Chili : le maire et initiateur du projet « Pharmacies populaires » en détention

Santiago du Chili. Le maire communiste Daniel Jadue de la communauté ouvrière de Recoleta, qui fait partie de la capitale chilienne, a été emprisonné pour fraude et autres délits liés à l'achat et à la vente de médicaments et d'aides pendant la pandémie corona de 2020. Lui-même clame son innocence et reçoit de nombreuses expressions de solidarité.

Daniel Jadue est devenu connu au Chili pour sa politique locale axée sur le peuple. Il a lancé la Pharmacie populaire (Farmacia Popular), qui s'est rapidement répandue dans tout le Chili. Des maires conservateurs ont également repris l'idée d'acheter directement les produits pharmaceutiques et de les proposer dans les locaux municipaux. La communauté des pharmacies populaires du Chili, Achifarp (Asociación Chilena de Farmacias Populares), a ensuite été fondée. L'organisation a obtenu des remises importantes sur les volumes auprès des producteurs et a pu proposer un grand nombre de médicaments courants jusqu'à 68 % moins cher.

Pendant la pandémie, Jadue et Achifarp ont mis en œuvre l’intention d’utiliser leurs propres mesures pour alléger les souffrances des personnes souffrant du virus Covid et éviter des décès. Ils ont négocié avec la société Best Quality comme fournisseur exclusif. En raison des augmentations de prix de l'entreprise pendant la pandémie et des difficultés de paiement, 63 des communautés organisées à Achifarp n'ont plus été en mesure de faire face à leurs obligations de paiement, l'organisation s'est effondrée et a été dissoute.

Le ministère public a ensuite enquêté sur ces événements pendant trois ans avant de finalement engager des poursuites pour escroquerie, corruption, fraude fiscale et délits d'insolvabilité. L'accusation de corruption est basée sur la déclaration d'un employé de Best Quality. Il affirme que Jadue lui a offert des contrats lucratifs s'il livrait des masques gratuitement. Jadue nie cela et a divulgué tous les comptes personnels et communautaires depuis le début et a coopéré à l'enquête. Aucun pot-de-vin n'a pu être trouvé et les masques gratuits soi-disant livrés à l'organisation communautaire du Parti communiste ne sont jamais arrivés. L'accusation de fraude en matière d'insolvabilité repose sur la remise tardive des biens d'Achifarp à l'administrateur de l'insolvabilité.

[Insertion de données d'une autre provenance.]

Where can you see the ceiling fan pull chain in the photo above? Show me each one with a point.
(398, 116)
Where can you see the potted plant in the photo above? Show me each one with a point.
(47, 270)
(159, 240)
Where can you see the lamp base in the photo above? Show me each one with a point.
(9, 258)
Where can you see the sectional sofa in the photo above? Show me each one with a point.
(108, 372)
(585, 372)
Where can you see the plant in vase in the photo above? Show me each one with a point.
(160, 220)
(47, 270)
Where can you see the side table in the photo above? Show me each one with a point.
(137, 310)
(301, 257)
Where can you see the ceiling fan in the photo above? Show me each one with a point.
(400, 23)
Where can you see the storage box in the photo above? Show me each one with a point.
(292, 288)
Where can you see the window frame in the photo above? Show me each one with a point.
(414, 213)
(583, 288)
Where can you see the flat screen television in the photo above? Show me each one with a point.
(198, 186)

La défense de Jadue a plaidé innocent dès le début concernant les allégations et n'a donc présenté aucune alternative à la menace de détention provisoire. D'autres coaccusés ont été relâchés chez eux, assignés à résidence et interdits de voyager. La défense souligne une tentative de rejeter toute la faute sur Daniel Jadue. Le conseil d'administration de l'Achifarp était composé de maires issus de divers partis politiques d'autres communes, qui affirment désormais n'en rien savoir.

Ni la situation difficile de la pandémie et l’objectif évident de sauver des vies humaines, ni la divulgation volontaire de tous les récits et correspondances n’ont pu empêcher le juge de qualifier Jadue de danger pour la société et de la mettre derrière les barreaux.

Les audiences précédentes ont été accompagnées d’expressions de solidarité envers Jadue. Une lettre de soutien a été signée par plus de 1 400 personnalités publiques. 30 organisations de toute l’Amérique latine ont envoyé une adresse de solidarité. Il s'agit notamment de l'Association des juges latino-américains du droit du travail (Asociación Latinoamericana de Jueces del Trabajo, ALJT), de la Marche patriotique de Colombie (Marcha Patriótica de Colombia), du Mouvement des sans terre (Movimiento Sem Terra) du Brésil et du Front Grand Argentin. Patrie (Frente Patria Grande). La lettre parle de « guerre du droit » et de tentative de déstabiliser les projets sociaux qui luttent contre le néolibéralisme et la pauvreté.

La direction du parti communiste se montre solidaire de Daniel Jadue, parle de guerre juridique contre une politique locale réussie et populaire et explique le caractère intenable de toutes les allégations.

La défense fera appel de la détention provisoire et espère aller en jugement. Les arguments de l'accusation ont atteint leur véritable objectif, à savoir placer Jadue en détention, mais n'ont en aucun cas suffi pour une condamnation. Les faits présentés sont des spéculations sans aucune preuve solide.